The Civil War of 1812

American Citizens, British Subjects, Irish Rebels, & Indian Allies
The Civil War of 1812: American Citizens, British Subjects, Irish Rebels, & Indian Allies. Knopf. Oct. 2010. c.656p. illus. maps. bibliog. index. ISBN 978-1-4000-4265-4. $35. HIST
From the perspective of 18th-century Great Britain, any individual born on British territory was a Briton for life. Hence the British viewed American citizens as subjects despite the American Revolution. Pulitzer and Bancroft Prize recipient Taylor (history, Univ. of California, Davis; William Cooper's Town: Power and Persuasion on the Frontier of the Early American Republic) uses this perspective to cast the War of 1812 as a civil war between Great Britain's loyal subjects in Canada and the Revolutionary Republicans in the United States. Rather than writing a comprehensive history of the conflict, he focuses on the borderlands between Montreal and Detroit, where much of the fighting occurred and where conflicting loyalties and agendas most vividly came to the fore.

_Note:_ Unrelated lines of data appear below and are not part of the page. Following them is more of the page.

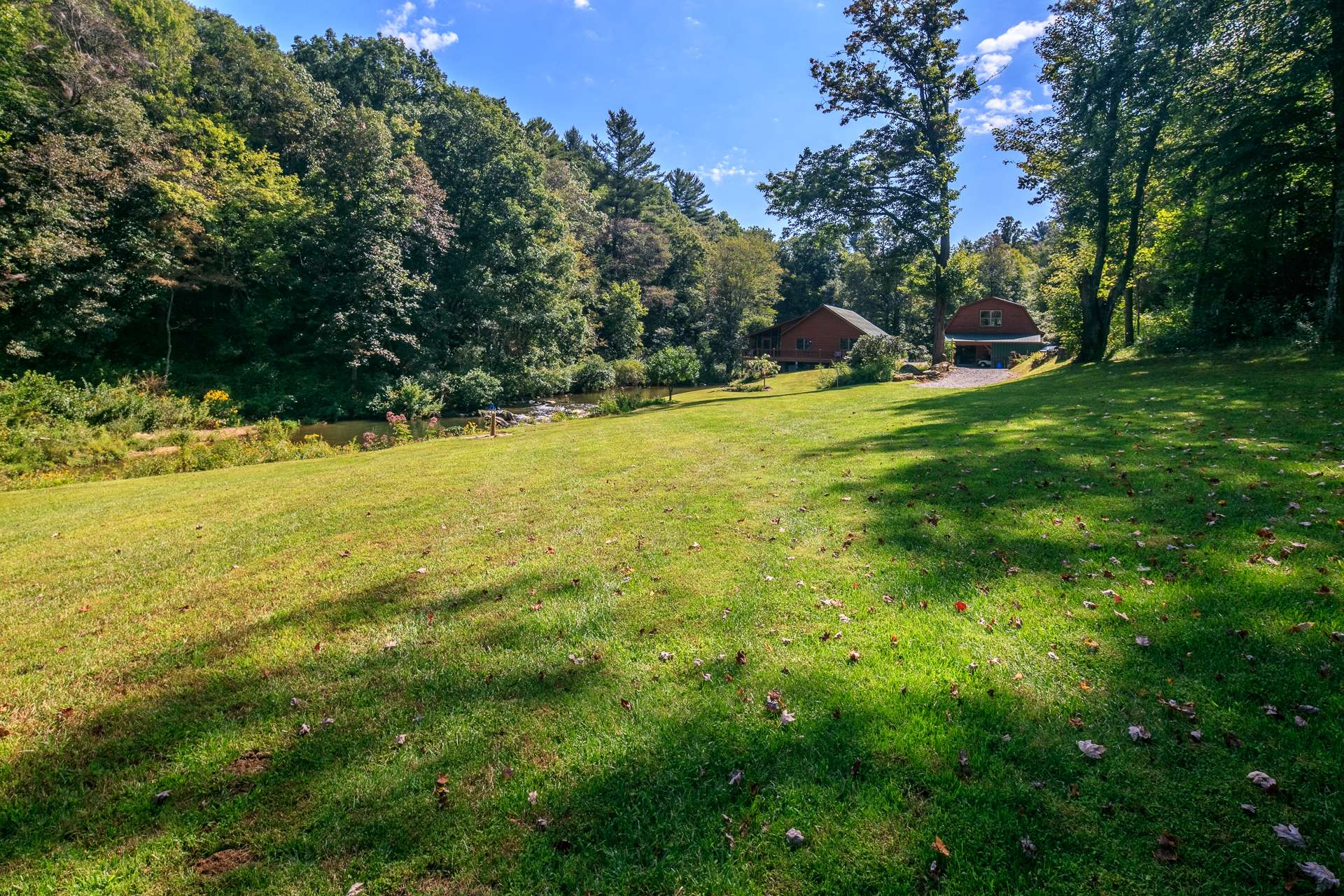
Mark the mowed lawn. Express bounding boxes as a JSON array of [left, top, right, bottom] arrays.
[[0, 357, 1344, 896]]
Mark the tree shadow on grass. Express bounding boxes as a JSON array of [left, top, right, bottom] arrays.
[[0, 354, 1344, 893]]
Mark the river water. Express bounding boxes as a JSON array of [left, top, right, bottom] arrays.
[[293, 386, 700, 444]]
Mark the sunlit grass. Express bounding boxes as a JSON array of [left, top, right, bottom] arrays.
[[0, 358, 1344, 893]]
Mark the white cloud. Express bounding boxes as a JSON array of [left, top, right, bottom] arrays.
[[695, 146, 761, 184], [985, 90, 1050, 115], [962, 89, 1054, 134], [379, 0, 457, 52], [976, 16, 1055, 79], [976, 16, 1055, 52]]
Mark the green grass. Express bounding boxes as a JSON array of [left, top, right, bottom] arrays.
[[0, 357, 1344, 896]]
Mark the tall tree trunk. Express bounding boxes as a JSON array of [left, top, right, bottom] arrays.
[[164, 286, 177, 383], [932, 231, 951, 364], [1321, 0, 1344, 351], [1125, 286, 1134, 345], [1074, 71, 1124, 364]]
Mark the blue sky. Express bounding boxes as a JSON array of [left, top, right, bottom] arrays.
[[209, 0, 1049, 238]]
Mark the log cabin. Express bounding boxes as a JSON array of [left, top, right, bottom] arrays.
[[742, 305, 887, 370], [946, 295, 1046, 367]]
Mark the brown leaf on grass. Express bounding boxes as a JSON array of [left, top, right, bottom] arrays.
[[1297, 862, 1340, 893], [1274, 825, 1306, 849], [1153, 832, 1177, 862], [434, 772, 447, 808], [1078, 740, 1106, 759]]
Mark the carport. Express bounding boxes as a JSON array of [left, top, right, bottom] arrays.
[[946, 333, 1044, 367]]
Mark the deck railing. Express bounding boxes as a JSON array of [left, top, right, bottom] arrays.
[[742, 348, 847, 363]]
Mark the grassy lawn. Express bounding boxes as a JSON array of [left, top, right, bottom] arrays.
[[0, 357, 1344, 896]]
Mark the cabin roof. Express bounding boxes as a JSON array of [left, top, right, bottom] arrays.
[[748, 305, 887, 336]]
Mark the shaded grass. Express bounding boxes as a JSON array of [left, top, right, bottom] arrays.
[[0, 357, 1344, 893]]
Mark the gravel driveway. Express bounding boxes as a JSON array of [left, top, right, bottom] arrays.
[[916, 367, 1016, 388]]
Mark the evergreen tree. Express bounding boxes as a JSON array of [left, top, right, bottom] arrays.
[[663, 168, 714, 224], [593, 108, 659, 218]]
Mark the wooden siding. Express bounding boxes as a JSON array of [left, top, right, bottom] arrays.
[[743, 307, 863, 364], [946, 297, 1040, 339]]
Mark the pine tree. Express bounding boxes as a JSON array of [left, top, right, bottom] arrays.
[[593, 108, 659, 218], [663, 168, 714, 224]]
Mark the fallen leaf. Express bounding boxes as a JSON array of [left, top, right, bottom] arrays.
[[1274, 825, 1306, 849], [1078, 740, 1106, 759], [1297, 862, 1340, 893]]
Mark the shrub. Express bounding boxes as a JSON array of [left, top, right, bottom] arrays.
[[817, 361, 853, 388], [368, 376, 444, 421], [593, 395, 666, 416], [846, 336, 910, 383], [451, 368, 500, 411], [612, 357, 649, 386], [516, 367, 574, 402], [739, 357, 780, 391], [574, 355, 615, 392], [644, 346, 700, 398]]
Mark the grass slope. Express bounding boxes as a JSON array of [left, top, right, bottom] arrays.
[[0, 358, 1344, 895]]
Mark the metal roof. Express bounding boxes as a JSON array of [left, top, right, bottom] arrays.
[[821, 305, 887, 336], [944, 333, 1046, 345], [748, 305, 888, 336]]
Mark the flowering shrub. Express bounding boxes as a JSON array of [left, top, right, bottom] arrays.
[[387, 411, 412, 444]]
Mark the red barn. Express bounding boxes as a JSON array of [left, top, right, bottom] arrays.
[[946, 295, 1046, 367], [742, 305, 887, 367]]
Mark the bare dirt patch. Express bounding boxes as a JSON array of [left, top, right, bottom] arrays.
[[192, 849, 257, 877], [225, 750, 270, 775], [415, 877, 495, 896]]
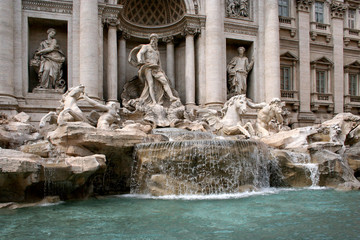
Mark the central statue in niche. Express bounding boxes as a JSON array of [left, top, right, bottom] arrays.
[[126, 33, 185, 127], [227, 47, 254, 98], [129, 34, 178, 105]]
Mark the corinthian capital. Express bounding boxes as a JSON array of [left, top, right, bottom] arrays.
[[104, 17, 120, 27], [296, 0, 314, 12], [330, 1, 347, 19]]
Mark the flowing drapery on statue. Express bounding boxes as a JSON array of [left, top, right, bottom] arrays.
[[30, 28, 65, 90], [227, 47, 254, 97], [129, 34, 178, 105]]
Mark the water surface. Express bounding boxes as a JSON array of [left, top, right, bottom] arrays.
[[0, 189, 360, 240]]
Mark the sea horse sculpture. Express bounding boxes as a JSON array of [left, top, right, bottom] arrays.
[[205, 94, 266, 138]]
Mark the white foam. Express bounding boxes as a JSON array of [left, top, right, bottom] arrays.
[[116, 188, 302, 200]]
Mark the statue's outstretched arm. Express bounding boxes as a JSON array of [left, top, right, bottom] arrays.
[[83, 94, 109, 111], [246, 98, 266, 109], [36, 39, 57, 54]]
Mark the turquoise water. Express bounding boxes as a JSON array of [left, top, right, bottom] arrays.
[[0, 189, 360, 240]]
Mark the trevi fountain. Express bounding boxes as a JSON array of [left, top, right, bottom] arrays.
[[0, 1, 360, 239]]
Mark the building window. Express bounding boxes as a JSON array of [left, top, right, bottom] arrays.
[[316, 71, 328, 93], [349, 74, 360, 96], [348, 9, 356, 29], [280, 67, 293, 91], [315, 2, 324, 23], [279, 0, 290, 17]]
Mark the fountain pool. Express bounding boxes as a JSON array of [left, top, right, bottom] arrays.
[[0, 189, 360, 240]]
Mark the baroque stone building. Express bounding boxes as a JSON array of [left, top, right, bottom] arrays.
[[0, 0, 360, 126]]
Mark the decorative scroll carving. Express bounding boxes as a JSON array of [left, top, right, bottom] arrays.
[[226, 0, 250, 18], [22, 0, 73, 14], [30, 28, 66, 92], [296, 0, 314, 12]]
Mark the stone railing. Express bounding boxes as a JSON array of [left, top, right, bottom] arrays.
[[279, 16, 296, 37], [344, 95, 360, 112], [281, 90, 298, 100], [311, 93, 334, 112]]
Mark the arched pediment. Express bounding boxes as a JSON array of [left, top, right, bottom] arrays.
[[280, 52, 299, 61], [122, 0, 186, 26], [345, 60, 360, 69], [311, 57, 334, 66]]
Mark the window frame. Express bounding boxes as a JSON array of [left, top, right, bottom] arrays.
[[280, 65, 294, 91], [348, 72, 360, 96], [314, 1, 325, 24], [347, 8, 356, 29], [316, 69, 329, 94], [278, 0, 290, 17]]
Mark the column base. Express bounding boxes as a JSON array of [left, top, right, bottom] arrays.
[[0, 95, 19, 115], [205, 102, 224, 111], [296, 112, 316, 127]]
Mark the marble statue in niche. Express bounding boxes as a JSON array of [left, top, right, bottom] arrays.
[[227, 47, 254, 97], [30, 28, 66, 92], [226, 0, 250, 18], [129, 34, 178, 105]]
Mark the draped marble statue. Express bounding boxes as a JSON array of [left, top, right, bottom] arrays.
[[30, 28, 66, 91], [129, 34, 178, 105], [227, 47, 254, 97], [122, 34, 184, 127]]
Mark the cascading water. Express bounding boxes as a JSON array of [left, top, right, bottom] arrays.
[[289, 152, 320, 187], [131, 140, 270, 195]]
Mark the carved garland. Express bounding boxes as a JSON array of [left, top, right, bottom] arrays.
[[22, 0, 73, 14], [296, 0, 313, 12]]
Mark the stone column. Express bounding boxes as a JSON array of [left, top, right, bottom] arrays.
[[0, 0, 15, 102], [264, 0, 280, 102], [107, 19, 118, 102], [329, 2, 346, 114], [205, 0, 226, 107], [97, 13, 105, 100], [80, 0, 99, 98], [185, 29, 195, 106], [68, 0, 80, 88], [297, 1, 312, 115], [195, 26, 206, 105], [118, 32, 129, 99], [163, 37, 175, 88]]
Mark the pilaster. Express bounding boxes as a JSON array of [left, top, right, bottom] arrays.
[[330, 1, 346, 114], [296, 0, 315, 126], [0, 0, 16, 106], [80, 0, 99, 98], [205, 0, 226, 108], [184, 28, 196, 106], [264, 0, 280, 102], [163, 37, 175, 88]]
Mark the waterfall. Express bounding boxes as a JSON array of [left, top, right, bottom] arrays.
[[131, 140, 270, 195], [288, 152, 320, 187]]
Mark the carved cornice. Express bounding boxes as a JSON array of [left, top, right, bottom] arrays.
[[296, 0, 314, 12], [99, 5, 123, 24], [182, 26, 201, 36], [118, 14, 205, 39], [103, 17, 120, 27], [162, 36, 174, 43], [330, 1, 347, 19], [22, 0, 73, 14], [224, 22, 258, 36], [119, 31, 131, 40], [225, 0, 252, 20]]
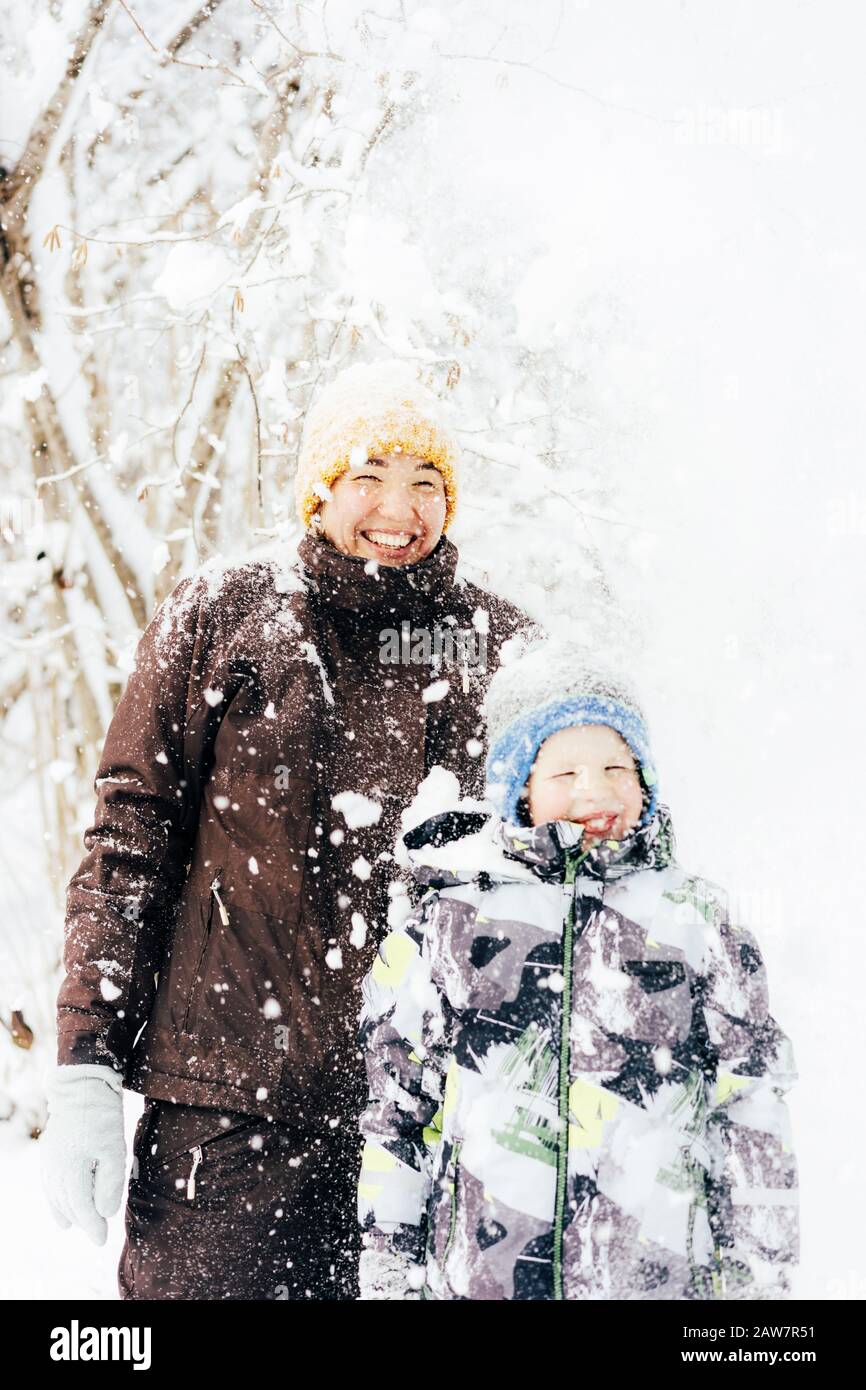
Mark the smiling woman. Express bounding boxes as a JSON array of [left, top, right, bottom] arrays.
[[295, 361, 459, 564], [44, 363, 542, 1300], [317, 453, 448, 564]]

The author astutely illuminates how a war intended to settle what form of government would prevail in North America in fact ended as a stalemate.
VERDICT Readers should turn first to Taylor's The Divided Ground: Indians, Settlers, and the Northern Borderland of the American Revolution to see how the borderlands were shaped by conflict before the War of 1812. As this war's bicentennial approaches, Jon Latimer's 1812: War with Americais another good choice.